2. Experimental Design:
   • Data Selection:
     To obtain a confident analysis answer for your project, it is advisable to analyze the same sample under varying conditions, and to compare all of the conditions simultanously in a global fit. Keep in mind that some parameters may not be global anylonger when certain run attributes are changed, for example, association constant could be quite sensitive to buffer conditions and temperature, however, the monomer molecular should not be.

   • Samples
     One of the easiest ways to assay the same sample under different conditions is to measure the sample at different loading concentrations. For self-associating systems this has the effect that increasing concentration of the sample will provide increasing signal on the associated species. A further expansion of the concentration range can be obtained by using different wavelength, taking advantage of the various extinction properties of the protein at wavelengths such as 208-210 nm, 230 nm, and 278-280 nm. For each wavelength, the protein should be loaded at 3-8 different loading concentrations ranging between 0.2 - 0.7 OD. By changing only the concentration, and keeping buffer and temperature the same, the association constant can be fitted as a global parameter, since it should be constant regardless of concentration.

   • Speeds
     Another way to examine a sample at different conditions without changing temperature or buffer is to use different speeds.
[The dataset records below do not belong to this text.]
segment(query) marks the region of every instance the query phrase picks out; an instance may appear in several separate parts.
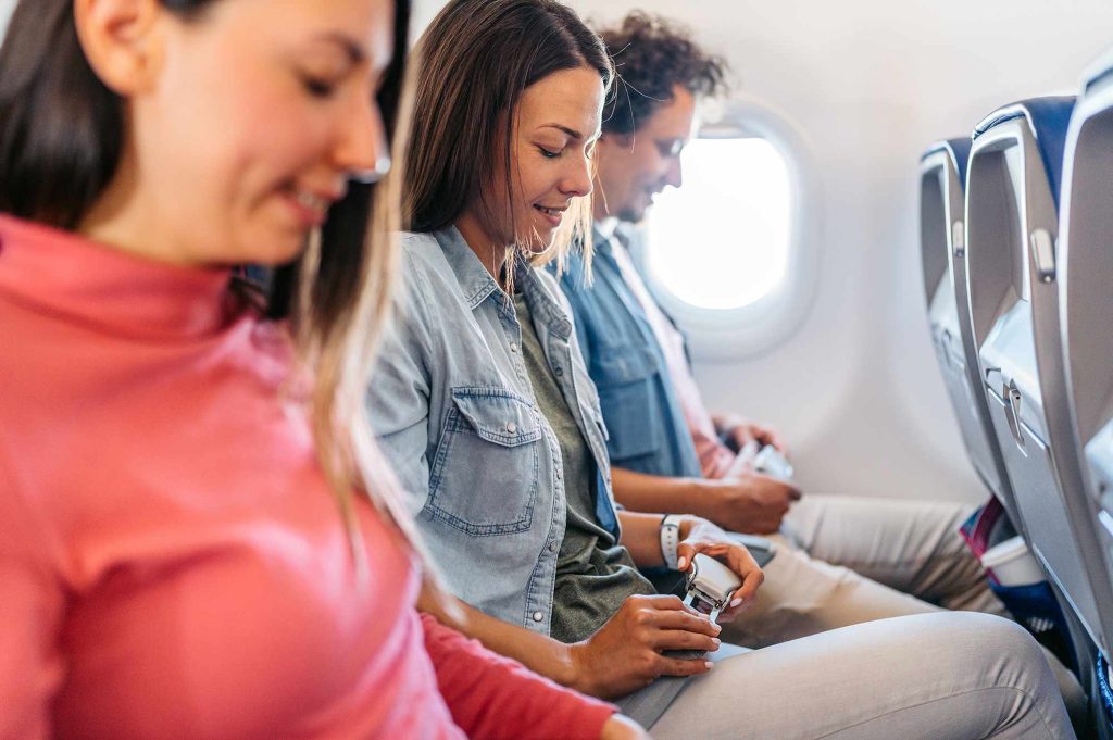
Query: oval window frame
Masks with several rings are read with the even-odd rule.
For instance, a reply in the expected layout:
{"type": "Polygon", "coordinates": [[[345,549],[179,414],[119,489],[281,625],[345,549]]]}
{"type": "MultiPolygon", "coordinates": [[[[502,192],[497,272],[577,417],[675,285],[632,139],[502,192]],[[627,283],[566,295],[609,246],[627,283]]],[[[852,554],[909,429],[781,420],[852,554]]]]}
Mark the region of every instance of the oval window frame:
{"type": "MultiPolygon", "coordinates": [[[[729,362],[766,354],[802,324],[816,296],[821,214],[810,148],[800,128],[780,110],[751,96],[716,106],[698,138],[760,137],[785,160],[789,180],[788,257],[784,279],[757,300],[737,308],[702,308],[678,297],[649,266],[647,233],[638,235],[637,262],[661,307],[688,335],[692,356],[729,362]]],[[[710,267],[710,266],[709,266],[710,267]]]]}

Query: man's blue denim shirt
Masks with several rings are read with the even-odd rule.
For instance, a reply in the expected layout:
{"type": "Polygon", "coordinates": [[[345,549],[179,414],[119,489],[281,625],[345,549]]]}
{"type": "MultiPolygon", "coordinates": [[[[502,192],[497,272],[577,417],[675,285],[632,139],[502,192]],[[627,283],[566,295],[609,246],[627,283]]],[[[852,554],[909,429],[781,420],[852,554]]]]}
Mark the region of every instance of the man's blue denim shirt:
{"type": "Polygon", "coordinates": [[[614,259],[610,239],[595,230],[592,283],[573,255],[560,278],[575,330],[599,392],[614,467],[650,475],[701,475],[699,456],[661,346],[646,312],[614,259]]]}
{"type": "MultiPolygon", "coordinates": [[[[401,269],[367,393],[372,426],[450,589],[548,634],[568,504],[514,304],[453,227],[403,235],[401,269]]],[[[595,514],[618,536],[605,427],[571,310],[543,270],[521,267],[515,287],[594,457],[595,514]]]]}

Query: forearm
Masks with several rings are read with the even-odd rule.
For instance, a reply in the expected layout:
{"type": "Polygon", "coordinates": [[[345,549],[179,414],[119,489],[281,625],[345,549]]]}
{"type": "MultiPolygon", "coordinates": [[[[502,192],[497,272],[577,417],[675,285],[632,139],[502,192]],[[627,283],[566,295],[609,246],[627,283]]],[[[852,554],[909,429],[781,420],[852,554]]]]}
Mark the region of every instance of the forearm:
{"type": "Polygon", "coordinates": [[[647,475],[615,467],[611,471],[611,485],[614,499],[631,511],[711,516],[712,484],[702,478],[647,475]]]}
{"type": "MultiPolygon", "coordinates": [[[[446,596],[452,599],[452,596],[446,596]]],[[[540,673],[561,685],[587,692],[572,658],[571,645],[550,637],[531,632],[524,626],[508,624],[475,609],[463,601],[454,600],[457,609],[445,610],[441,602],[422,591],[417,609],[435,616],[446,626],[479,640],[484,648],[506,658],[513,658],[534,673],[540,673]],[[455,611],[452,614],[451,611],[455,611]]]]}

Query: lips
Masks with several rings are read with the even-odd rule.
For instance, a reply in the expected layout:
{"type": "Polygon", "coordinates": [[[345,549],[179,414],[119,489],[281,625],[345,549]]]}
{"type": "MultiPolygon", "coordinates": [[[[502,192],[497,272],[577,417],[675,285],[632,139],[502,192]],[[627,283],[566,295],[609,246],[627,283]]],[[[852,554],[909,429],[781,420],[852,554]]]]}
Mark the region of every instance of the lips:
{"type": "Polygon", "coordinates": [[[306,228],[321,226],[328,216],[328,209],[342,194],[323,194],[296,186],[283,189],[283,197],[301,224],[306,228]]]}
{"type": "Polygon", "coordinates": [[[534,205],[533,207],[545,218],[545,220],[549,221],[553,228],[560,226],[560,221],[564,217],[564,211],[568,210],[568,206],[551,208],[548,206],[534,205]]]}

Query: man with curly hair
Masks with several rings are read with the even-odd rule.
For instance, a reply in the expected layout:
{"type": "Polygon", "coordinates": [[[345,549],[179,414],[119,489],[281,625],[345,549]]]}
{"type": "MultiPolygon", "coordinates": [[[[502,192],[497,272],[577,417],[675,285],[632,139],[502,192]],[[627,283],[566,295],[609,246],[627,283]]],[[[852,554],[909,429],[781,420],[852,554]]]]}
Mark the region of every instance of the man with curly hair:
{"type": "Polygon", "coordinates": [[[599,388],[615,497],[631,510],[699,514],[777,543],[765,588],[728,628],[740,644],[939,608],[1001,613],[957,534],[968,506],[800,500],[792,483],[736,460],[751,441],[779,450],[784,443],[766,426],[707,411],[683,338],[634,269],[619,228],[640,221],[666,187],[681,186],[680,152],[700,100],[723,92],[726,62],[683,29],[642,12],[601,36],[621,82],[595,151],[593,283],[573,259],[561,285],[599,388]]]}

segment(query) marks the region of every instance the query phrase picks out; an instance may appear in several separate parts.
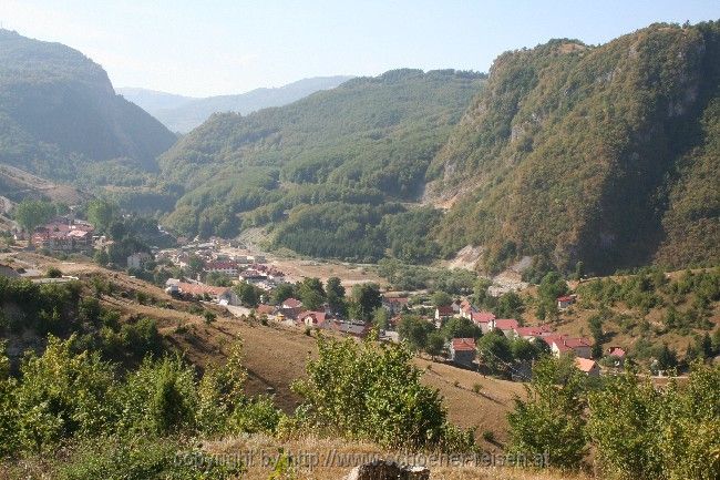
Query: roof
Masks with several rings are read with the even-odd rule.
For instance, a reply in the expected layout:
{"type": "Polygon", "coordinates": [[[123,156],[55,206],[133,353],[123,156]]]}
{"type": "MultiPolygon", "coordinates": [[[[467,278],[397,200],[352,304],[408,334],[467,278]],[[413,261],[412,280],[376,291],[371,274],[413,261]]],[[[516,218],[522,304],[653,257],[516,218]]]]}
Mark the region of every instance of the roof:
{"type": "Polygon", "coordinates": [[[302,318],[304,320],[308,317],[312,318],[313,324],[325,323],[325,312],[306,312],[300,316],[300,318],[302,318]]]}
{"type": "Polygon", "coordinates": [[[389,304],[407,304],[408,303],[408,297],[385,297],[383,298],[384,302],[389,304]]]}
{"type": "Polygon", "coordinates": [[[589,374],[593,368],[597,366],[595,360],[590,360],[589,358],[580,358],[580,357],[575,357],[575,366],[580,370],[586,374],[589,374]]]}
{"type": "Polygon", "coordinates": [[[438,307],[436,312],[438,315],[440,315],[441,317],[450,317],[455,313],[455,310],[453,310],[452,305],[441,305],[440,307],[438,307]]]}
{"type": "Polygon", "coordinates": [[[514,318],[501,318],[495,320],[495,328],[498,330],[512,330],[518,327],[517,320],[514,318]]]}
{"type": "Polygon", "coordinates": [[[495,315],[490,312],[473,312],[470,318],[477,324],[486,324],[495,319],[495,315]]]}
{"type": "Polygon", "coordinates": [[[474,338],[453,338],[451,341],[454,351],[471,351],[475,349],[474,338]]]}
{"type": "Polygon", "coordinates": [[[188,294],[188,295],[223,295],[225,292],[228,290],[227,287],[214,287],[210,285],[202,285],[202,284],[186,284],[184,282],[181,282],[177,284],[177,287],[181,289],[182,293],[188,294]]]}
{"type": "Polygon", "coordinates": [[[536,327],[517,327],[515,333],[521,337],[539,337],[553,331],[547,325],[538,325],[536,327]]]}
{"type": "Polygon", "coordinates": [[[302,306],[302,302],[298,300],[297,298],[286,298],[285,302],[282,302],[282,306],[287,308],[299,308],[302,306]]]}

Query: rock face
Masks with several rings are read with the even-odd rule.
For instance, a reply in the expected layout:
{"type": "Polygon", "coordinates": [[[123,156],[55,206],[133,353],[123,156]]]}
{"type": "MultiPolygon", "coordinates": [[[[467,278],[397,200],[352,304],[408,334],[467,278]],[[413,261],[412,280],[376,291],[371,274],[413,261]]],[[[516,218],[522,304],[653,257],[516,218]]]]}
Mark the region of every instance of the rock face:
{"type": "Polygon", "coordinates": [[[376,460],[350,471],[344,480],[429,480],[430,470],[424,467],[400,466],[393,461],[376,460]]]}

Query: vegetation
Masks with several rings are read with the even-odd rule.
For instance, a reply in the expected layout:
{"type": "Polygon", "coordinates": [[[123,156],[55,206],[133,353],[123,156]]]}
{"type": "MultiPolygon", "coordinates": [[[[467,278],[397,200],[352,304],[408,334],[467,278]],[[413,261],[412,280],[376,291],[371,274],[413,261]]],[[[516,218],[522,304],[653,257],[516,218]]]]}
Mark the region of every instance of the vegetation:
{"type": "Polygon", "coordinates": [[[500,55],[429,167],[435,197],[463,192],[442,253],[483,245],[490,272],[524,255],[567,273],[717,264],[719,28],[500,55]]]}

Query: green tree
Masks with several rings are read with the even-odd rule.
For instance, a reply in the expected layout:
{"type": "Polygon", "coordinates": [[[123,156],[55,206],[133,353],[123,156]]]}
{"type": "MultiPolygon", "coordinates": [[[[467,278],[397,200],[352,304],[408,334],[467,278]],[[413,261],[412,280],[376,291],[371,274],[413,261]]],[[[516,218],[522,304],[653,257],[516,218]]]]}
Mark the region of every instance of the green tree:
{"type": "Polygon", "coordinates": [[[477,340],[477,359],[491,372],[504,371],[513,361],[510,340],[500,330],[488,331],[477,340]]]}
{"type": "Polygon", "coordinates": [[[326,300],[325,288],[318,278],[305,278],[298,285],[298,296],[309,310],[319,310],[326,300]]]}
{"type": "Polygon", "coordinates": [[[340,278],[328,278],[328,282],[325,284],[325,292],[327,293],[330,309],[344,317],[348,314],[348,303],[344,298],[346,290],[340,283],[340,278]]]}
{"type": "Polygon", "coordinates": [[[452,304],[453,298],[448,292],[435,292],[432,294],[432,304],[435,307],[444,307],[452,304]]]}
{"type": "Polygon", "coordinates": [[[390,324],[390,315],[383,307],[376,308],[372,314],[372,325],[379,330],[387,330],[390,324]]]}
{"type": "Polygon", "coordinates": [[[420,381],[402,345],[318,337],[307,379],[292,385],[309,427],[385,448],[467,451],[469,433],[448,423],[436,390],[420,381]]]}
{"type": "Polygon", "coordinates": [[[564,375],[560,361],[545,357],[535,364],[526,398],[516,397],[507,415],[508,449],[528,458],[547,452],[551,464],[577,468],[586,452],[585,376],[577,369],[564,375]]]}
{"type": "Polygon", "coordinates": [[[408,343],[414,351],[424,350],[428,345],[428,335],[435,330],[435,326],[416,315],[405,314],[398,323],[398,335],[408,343]]]}
{"type": "Polygon", "coordinates": [[[497,299],[494,314],[497,318],[520,318],[525,309],[523,299],[515,292],[507,292],[497,299]]]}
{"type": "Polygon", "coordinates": [[[359,306],[359,317],[363,321],[372,318],[372,313],[376,308],[382,306],[382,296],[380,295],[380,286],[374,283],[360,284],[352,287],[352,299],[359,306]]]}

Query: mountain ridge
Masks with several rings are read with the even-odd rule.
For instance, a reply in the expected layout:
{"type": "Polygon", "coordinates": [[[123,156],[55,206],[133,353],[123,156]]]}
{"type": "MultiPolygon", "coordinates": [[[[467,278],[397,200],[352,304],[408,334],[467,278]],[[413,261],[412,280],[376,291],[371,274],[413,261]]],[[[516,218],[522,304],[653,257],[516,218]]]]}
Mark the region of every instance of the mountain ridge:
{"type": "Polygon", "coordinates": [[[144,89],[124,88],[119,89],[119,92],[145,109],[168,129],[187,133],[213,113],[248,114],[261,109],[282,106],[317,91],[333,89],[351,79],[352,75],[312,76],[277,88],[259,88],[239,94],[206,98],[175,95],[144,89]]]}

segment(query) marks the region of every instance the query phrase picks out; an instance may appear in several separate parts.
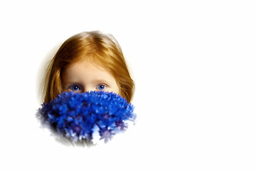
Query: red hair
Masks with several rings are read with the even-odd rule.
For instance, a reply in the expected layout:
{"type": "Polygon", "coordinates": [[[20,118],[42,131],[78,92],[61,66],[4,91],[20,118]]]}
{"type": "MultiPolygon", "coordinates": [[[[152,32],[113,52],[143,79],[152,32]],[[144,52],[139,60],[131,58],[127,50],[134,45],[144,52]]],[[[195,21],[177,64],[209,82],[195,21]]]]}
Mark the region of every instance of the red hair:
{"type": "Polygon", "coordinates": [[[98,31],[83,32],[65,40],[50,61],[44,81],[44,103],[63,92],[61,74],[68,65],[89,60],[110,72],[119,89],[119,95],[129,103],[134,84],[132,79],[121,47],[111,35],[98,31]]]}

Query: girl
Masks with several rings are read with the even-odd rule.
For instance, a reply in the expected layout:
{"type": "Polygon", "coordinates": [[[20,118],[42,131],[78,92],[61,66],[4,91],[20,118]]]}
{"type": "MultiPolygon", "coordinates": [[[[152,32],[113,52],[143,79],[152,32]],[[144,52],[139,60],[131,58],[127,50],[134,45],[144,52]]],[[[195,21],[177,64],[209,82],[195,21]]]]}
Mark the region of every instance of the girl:
{"type": "Polygon", "coordinates": [[[112,35],[98,31],[75,35],[50,61],[44,81],[44,103],[63,91],[113,91],[130,103],[134,81],[121,50],[112,35]]]}

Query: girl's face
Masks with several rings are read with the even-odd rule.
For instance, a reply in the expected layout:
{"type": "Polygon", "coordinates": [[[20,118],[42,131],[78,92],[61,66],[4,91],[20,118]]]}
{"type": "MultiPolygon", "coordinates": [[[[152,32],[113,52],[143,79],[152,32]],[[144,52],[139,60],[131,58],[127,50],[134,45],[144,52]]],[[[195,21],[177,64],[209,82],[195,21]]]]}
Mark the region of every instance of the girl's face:
{"type": "Polygon", "coordinates": [[[106,69],[96,67],[88,61],[68,66],[61,76],[64,91],[83,93],[105,91],[119,94],[119,89],[114,77],[106,69]]]}

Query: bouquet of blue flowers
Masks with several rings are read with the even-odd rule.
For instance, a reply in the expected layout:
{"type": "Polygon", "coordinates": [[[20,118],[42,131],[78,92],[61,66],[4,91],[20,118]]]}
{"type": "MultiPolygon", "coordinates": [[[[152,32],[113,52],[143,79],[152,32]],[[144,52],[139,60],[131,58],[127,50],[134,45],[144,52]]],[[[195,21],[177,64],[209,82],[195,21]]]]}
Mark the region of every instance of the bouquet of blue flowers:
{"type": "Polygon", "coordinates": [[[134,106],[113,92],[63,92],[43,103],[36,117],[51,132],[73,142],[91,142],[100,136],[107,142],[135,120],[133,112],[134,106]]]}

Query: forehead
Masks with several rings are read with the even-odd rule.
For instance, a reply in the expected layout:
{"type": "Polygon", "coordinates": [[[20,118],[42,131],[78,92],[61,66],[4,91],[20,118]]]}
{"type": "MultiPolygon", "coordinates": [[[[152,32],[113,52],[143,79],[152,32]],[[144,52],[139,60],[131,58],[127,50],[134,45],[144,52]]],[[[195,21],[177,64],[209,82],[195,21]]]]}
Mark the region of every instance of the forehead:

At equilibrium, each speed will produce a different gradient which still describes the same system, and hence both molecular weight and association constants can be fitted globally. It appears that for most cases a range of speeds using sigmas between 1.5 and 5 provides best results. Sigma in this case is the reduced monomer molecular weight as defined by Johnson et al.. The UltraScan equilibrium speed calculation module can assist you in determining the correct speeds for a given sigma. I suggest using scans from 4-5 speeeds, at equilibrium.